They would have been in a better spot today to defend the P320 if they had made it a mandatory recall, so they probably should have done it.

Most plausible (not asserting correct), is that a recall in such a context of the civilian variant would have been trouble for the military contract.
> It's so weird that SIG didn't just mandate a recall on this issue and dealt with it.

I wouldn't be surprised if gun companies get a constant stream of fake complaints.

I didn't have access to guns when I was a 17-year-old, but if I had I'd certainly have tried twirling them like a movie cowboy. And if I accidentally shot myself while doing that, I certainly wouldn't tell my parents what I was doing at the time, that would make me look like a total dumbass, completely irresponsible. I'd say it went off while I was putting it into my holster, or something.

Then my parents would have complained to the gunmaker, repeating my cover story, and the gunmaker would find it impossible to reproduce or fix.

Perhaps gunmakers don't always realise when they're getting legitimate complaints, because they get so many 'creative' complaints?

If you go to most gunmaker websites often enough, you'll eventually see at least one safety recall notice banner or something similar.

Ruger had one for the SR22 not too long ago. It's a .22 handgun that is more-or-less a range toy. A cool range toy, but a range toy.

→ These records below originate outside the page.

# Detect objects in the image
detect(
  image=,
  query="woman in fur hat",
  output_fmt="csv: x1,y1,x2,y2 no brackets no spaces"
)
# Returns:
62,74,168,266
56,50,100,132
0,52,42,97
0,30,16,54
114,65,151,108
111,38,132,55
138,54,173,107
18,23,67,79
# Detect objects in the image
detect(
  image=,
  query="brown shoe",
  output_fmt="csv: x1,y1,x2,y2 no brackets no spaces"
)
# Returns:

There was some sort of dead trigger problem that could pose a safety issue. Did Ruger deny it at every turn? No, they put out a notice and offered to fix the firearm free of charge.

Now compare that with how Sig's handled the P320, which is a service pistol and used daily in life-or-death situations.

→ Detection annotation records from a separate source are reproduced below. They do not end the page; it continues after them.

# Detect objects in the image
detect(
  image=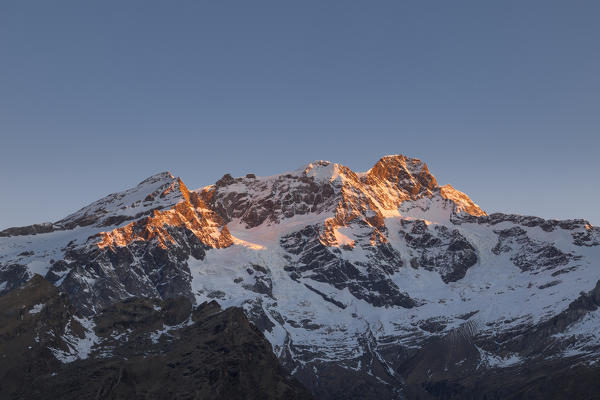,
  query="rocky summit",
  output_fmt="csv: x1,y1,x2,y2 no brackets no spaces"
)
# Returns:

If you make new-design firearms in any real volume, you will find yourself issuing recalls. Batches of parts get out of spec, things wear out, and you get reports that it can become dangerous. The good gunmakers stand behind their product.

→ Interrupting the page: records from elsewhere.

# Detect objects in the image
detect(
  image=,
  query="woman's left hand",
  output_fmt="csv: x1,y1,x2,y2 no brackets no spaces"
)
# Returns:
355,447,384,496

.22 handguns are extremely popular personal defense weapons. Nobody with sense would say they're great at it, but they are nonetheless extremely popular in that role.
If you're in a situation where a gun would help you, a .22 is better than nothing. I mean, I certainly would not want to get shot with a .22.
The reputation cost will be higher than not recalling for sure.
Their reputation is absolutely shot. It's not just the P320 either, the XM7 and XM5 were also poor choices.
Yeah, I had at least a couple of standard issue Sig Sauer civilian equivalents on my wish list, and now I would never buy anything from them ever.
I had a 365 and traded it in. Wasn't even a good pistol, just small and light. Got a S&W CSX and it's fantastic.
P226 P365 are still excellent
Love my P365, but I'm not buying another product from Sig after the P320. I can't trust them to make a dangerous tool in a safe and reliable manner.
Has anyone tested if the manual safety on the M17/18 has any effect on the interaction chain that leads to uncommanded discharge?
These comments are hysterical to me. Why yes, every government contract with a company that tries to obscure the truth should be canceled. I don't know what country you live in. We don't do things like that here. You get the government contract because you obscured the truth.